Kementerian Kesehatan mencatat, terhitung sejak awal tahun 2024 hingga periode Mei 2026, terdapat sebanyak 23 kasus Hantavirus yang teridentifikasi di Indonesia. Dari jumlah tersebut, tiga kasus tercatat telah menimbulkan dampak fatal dengan adanya korban meninggal dunia.

Penyebaran kasus Hantavirus ini menunjukkan distribusi di beberapa provinsi dengan konsentrasi tertinggi berada di wilayah perkotaan besar. "Kasus hantavirus tersebar di beberapa wilayah, terbanyak yaitu di DKI Jakarta dan Yogyakarta," demikian keterangan resmi yang disampaikan Kemenkes.

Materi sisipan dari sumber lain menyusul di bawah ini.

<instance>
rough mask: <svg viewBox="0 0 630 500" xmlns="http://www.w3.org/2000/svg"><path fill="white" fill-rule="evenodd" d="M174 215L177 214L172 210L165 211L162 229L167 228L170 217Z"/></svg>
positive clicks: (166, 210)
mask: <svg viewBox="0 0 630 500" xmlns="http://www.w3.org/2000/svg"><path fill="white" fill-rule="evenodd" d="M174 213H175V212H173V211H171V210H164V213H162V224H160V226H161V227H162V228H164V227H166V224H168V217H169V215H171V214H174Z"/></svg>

Secara rinci, sebaran kasus menunjukkan DKI Jakarta dan Yogyakarta masing-masing mencatat enam kasus. Selain kedua wilayah tersebut, Jawa Barat menyumbang lima kasus, sementara Jawa Timur, Banten, Sumatra Barat, NTT, Sulawesi Utara, dan Kalimantan Barat masing-masing mencatat satu kasus.

Hantavirus didefinisikan sebagai sekelompok virus yang penularannya melibatkan hewan pengerat atau rodensia sebagai reservoir utama pembawanya. Virus ini memiliki potensi serius karena dapat mengganggu fungsi organ vital manusia, seperti ginjal, sistem peredaran darah, hingga paru-paru.

Penularan virus ini terjadi ketika manusia terpapar melalui kontak langsung dengan urin, kotoran, maupun air liur dari hewan pengerat liar. Reservoir utama virus ini meliputi tikus rumah, tikus got, tikus liar, dan celurut yang sering berada di lingkungan permukiman.

Gejala awal infeksi Hantavirus seringkali mirip dengan penyakit umum lainnya, sehingga memicu potensi salah diagnosis. Gejala awal ini meliputi sakit kepala dan demam yang kerap disalahartikan sebagai gejala flu biasa.

Setelah fase awal, infeksi dapat berkembang menjadi sindrom yang lebih serius, tergantung jenis virus dan lokasi geografisnya. Salah satu manifestasi adalah Hemorrhagic Fever with Renal Syndrome (HFRS), yang predominan terjadi di wilayah Asia dan Eropa.

HFRS merupakan komplikasi lanjutan yang muncul setelah 1 hingga 15 hari sejak gejala awal muncul, fokus utamanya menyerang ginjal dan pembuluh darah. Dikutip dari Kemenkes dan CDC, kondisi ini memerlukan penanganan medis segera untuk mencegah kerusakan organ permanen.